I am unable to understand why the derivative of : $$y = \sin^{-1}(2x\sqrt {1-x^2}), {-1\over\sqrt{2}}<x<{1\over\sqrt{2}} $$
is: $$ 2\over\sqrt {1-x^2} $$
and why it cannot be / is not : $$ -2\over\sqrt {1-x^2} $$
well, if we take $x$ as $\cos\theta$ and proceed...
$$ y = \sin^{-1}(2 \cos\theta\sqrt {1-\cos^2\theta}) $$
$$ \Rightarrow y =\sin^{-1}(2\sin\theta \cos\theta) $$
$$ \Rightarrow y = \sin^{-1}(\sin2\theta)$$
$$ \Rightarrow y = 2\theta $$
$$ \Rightarrow y = 2\cos^{-1}x $$
the derivative comes out to be: $$ -2\over\sqrt {1-x^2} $$
Now, at first, I thought that it's due to the domain inequality ${-1\over\sqrt{2}}<x<{1\over\sqrt{2}}$ (if we take the $\cos^{-1}$ of this inequality, we get an absurd solution. $({3\pi \over 4} < \cos^{-1}x < {\pi \over 4})$.
Certainly, ${3\pi \over 4} < {\pi \over 4}$ is False. So I thought this was the reason why we cant take $x$ as $\cos\theta$. ( we take $x$ as $\sin\theta$ and get the right answer $2\over\sqrt {1-x^2}$
Then, the next question was to find the derivative of:
$$ y = \sec^{-1}{1 \over (2x^2 - 1)} , 0<x<{1\over\sqrt{2}} $$
Here taking $x$ as $\cos\theta$ gives the absurdity again, BUT gives the answer too... So, after all, what is the correct way to solve these problems?

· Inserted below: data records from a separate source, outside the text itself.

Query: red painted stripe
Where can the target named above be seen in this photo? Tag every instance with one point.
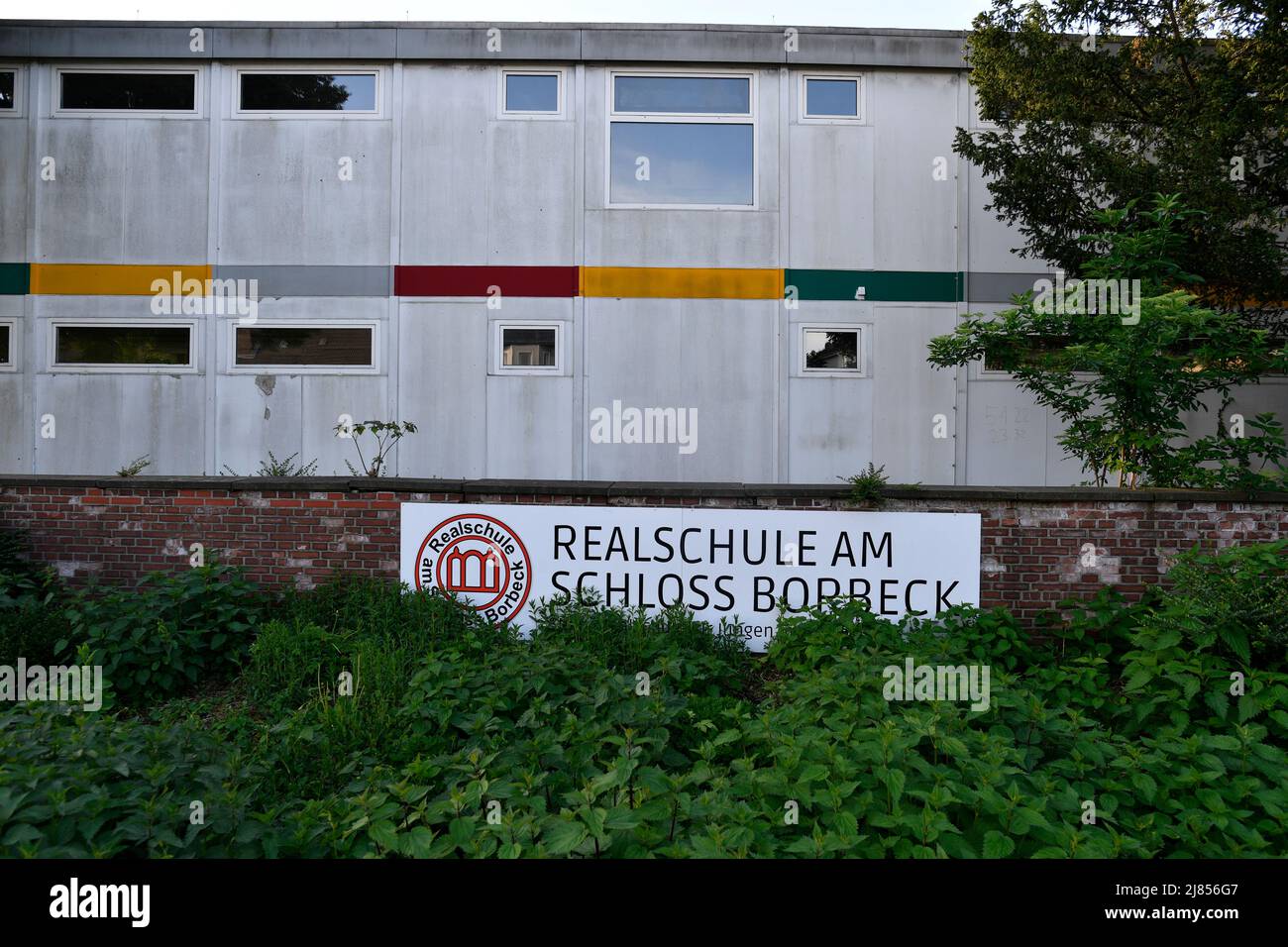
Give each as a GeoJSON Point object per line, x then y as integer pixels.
{"type": "Point", "coordinates": [477, 281]}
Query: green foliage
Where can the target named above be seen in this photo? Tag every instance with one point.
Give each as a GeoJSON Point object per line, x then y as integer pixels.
{"type": "Point", "coordinates": [613, 733]}
{"type": "Point", "coordinates": [1099, 102]}
{"type": "Point", "coordinates": [867, 486]}
{"type": "Point", "coordinates": [386, 436]}
{"type": "Point", "coordinates": [279, 468]}
{"type": "Point", "coordinates": [166, 633]}
{"type": "Point", "coordinates": [1121, 385]}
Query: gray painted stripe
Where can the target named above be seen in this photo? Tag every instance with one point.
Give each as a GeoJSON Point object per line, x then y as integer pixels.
{"type": "Point", "coordinates": [313, 281]}
{"type": "Point", "coordinates": [519, 42]}
{"type": "Point", "coordinates": [999, 287]}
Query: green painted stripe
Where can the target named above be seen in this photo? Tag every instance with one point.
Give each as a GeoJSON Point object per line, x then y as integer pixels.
{"type": "Point", "coordinates": [14, 278]}
{"type": "Point", "coordinates": [879, 285]}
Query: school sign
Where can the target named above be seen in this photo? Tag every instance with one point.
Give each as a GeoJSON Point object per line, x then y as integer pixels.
{"type": "Point", "coordinates": [730, 567]}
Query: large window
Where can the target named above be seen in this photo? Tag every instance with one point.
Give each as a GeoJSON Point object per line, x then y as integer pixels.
{"type": "Point", "coordinates": [123, 347]}
{"type": "Point", "coordinates": [308, 91]}
{"type": "Point", "coordinates": [831, 351]}
{"type": "Point", "coordinates": [119, 90]}
{"type": "Point", "coordinates": [304, 347]}
{"type": "Point", "coordinates": [682, 141]}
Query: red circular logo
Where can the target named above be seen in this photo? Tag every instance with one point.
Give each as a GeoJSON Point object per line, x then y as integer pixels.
{"type": "Point", "coordinates": [481, 560]}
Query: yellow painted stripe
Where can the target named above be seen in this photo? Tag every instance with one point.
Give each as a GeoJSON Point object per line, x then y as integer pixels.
{"type": "Point", "coordinates": [668, 282]}
{"type": "Point", "coordinates": [97, 279]}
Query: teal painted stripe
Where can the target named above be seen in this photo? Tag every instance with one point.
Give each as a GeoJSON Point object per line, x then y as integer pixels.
{"type": "Point", "coordinates": [14, 278]}
{"type": "Point", "coordinates": [879, 285]}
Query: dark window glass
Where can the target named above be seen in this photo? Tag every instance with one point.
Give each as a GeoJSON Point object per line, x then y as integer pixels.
{"type": "Point", "coordinates": [828, 97]}
{"type": "Point", "coordinates": [310, 91]}
{"type": "Point", "coordinates": [528, 347]}
{"type": "Point", "coordinates": [146, 90]}
{"type": "Point", "coordinates": [312, 346]}
{"type": "Point", "coordinates": [682, 162]}
{"type": "Point", "coordinates": [531, 93]}
{"type": "Point", "coordinates": [121, 346]}
{"type": "Point", "coordinates": [832, 350]}
{"type": "Point", "coordinates": [686, 94]}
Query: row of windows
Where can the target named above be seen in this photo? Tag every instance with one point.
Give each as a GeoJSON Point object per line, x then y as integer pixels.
{"type": "Point", "coordinates": [674, 140]}
{"type": "Point", "coordinates": [522, 348]}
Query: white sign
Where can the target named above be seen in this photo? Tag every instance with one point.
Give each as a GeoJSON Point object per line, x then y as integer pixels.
{"type": "Point", "coordinates": [729, 567]}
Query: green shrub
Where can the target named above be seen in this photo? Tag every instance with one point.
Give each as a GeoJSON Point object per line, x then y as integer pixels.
{"type": "Point", "coordinates": [168, 631]}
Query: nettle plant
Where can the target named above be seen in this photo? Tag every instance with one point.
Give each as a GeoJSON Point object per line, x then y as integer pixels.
{"type": "Point", "coordinates": [1122, 381]}
{"type": "Point", "coordinates": [386, 436]}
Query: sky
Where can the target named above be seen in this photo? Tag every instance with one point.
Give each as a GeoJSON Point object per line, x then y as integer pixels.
{"type": "Point", "coordinates": [919, 14]}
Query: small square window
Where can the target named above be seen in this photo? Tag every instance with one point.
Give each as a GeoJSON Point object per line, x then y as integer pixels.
{"type": "Point", "coordinates": [831, 97]}
{"type": "Point", "coordinates": [529, 348]}
{"type": "Point", "coordinates": [531, 93]}
{"type": "Point", "coordinates": [831, 350]}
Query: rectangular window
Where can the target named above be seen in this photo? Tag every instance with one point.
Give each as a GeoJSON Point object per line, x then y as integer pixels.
{"type": "Point", "coordinates": [308, 91]}
{"type": "Point", "coordinates": [831, 350]}
{"type": "Point", "coordinates": [305, 346]}
{"type": "Point", "coordinates": [116, 346]}
{"type": "Point", "coordinates": [831, 97]}
{"type": "Point", "coordinates": [682, 141]}
{"type": "Point", "coordinates": [132, 91]}
{"type": "Point", "coordinates": [531, 93]}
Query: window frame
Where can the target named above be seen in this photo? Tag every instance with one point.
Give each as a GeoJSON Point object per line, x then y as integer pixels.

Always keep in mind the principal values of
https://en.m.wikipedia.org/wiki/Inverse_trigonometric_functions
$-\dfrac1{\sqrt2} <x<\dfrac1{\sqrt2}$
actually implies $\dfrac{3\pi}4>\arccos x=y>\dfrac\pi4$ as $\arccos(x)$ is decreasing in $[-\dfrac\pi2,\dfrac\pi2]$
$\implies?>2y>\dfrac\pi2$
But $-\dfrac\pi2\le u=\arcsin(\sin2y)\le\dfrac\pi2$
So,$u=\pi-2y$ for the above range of $y$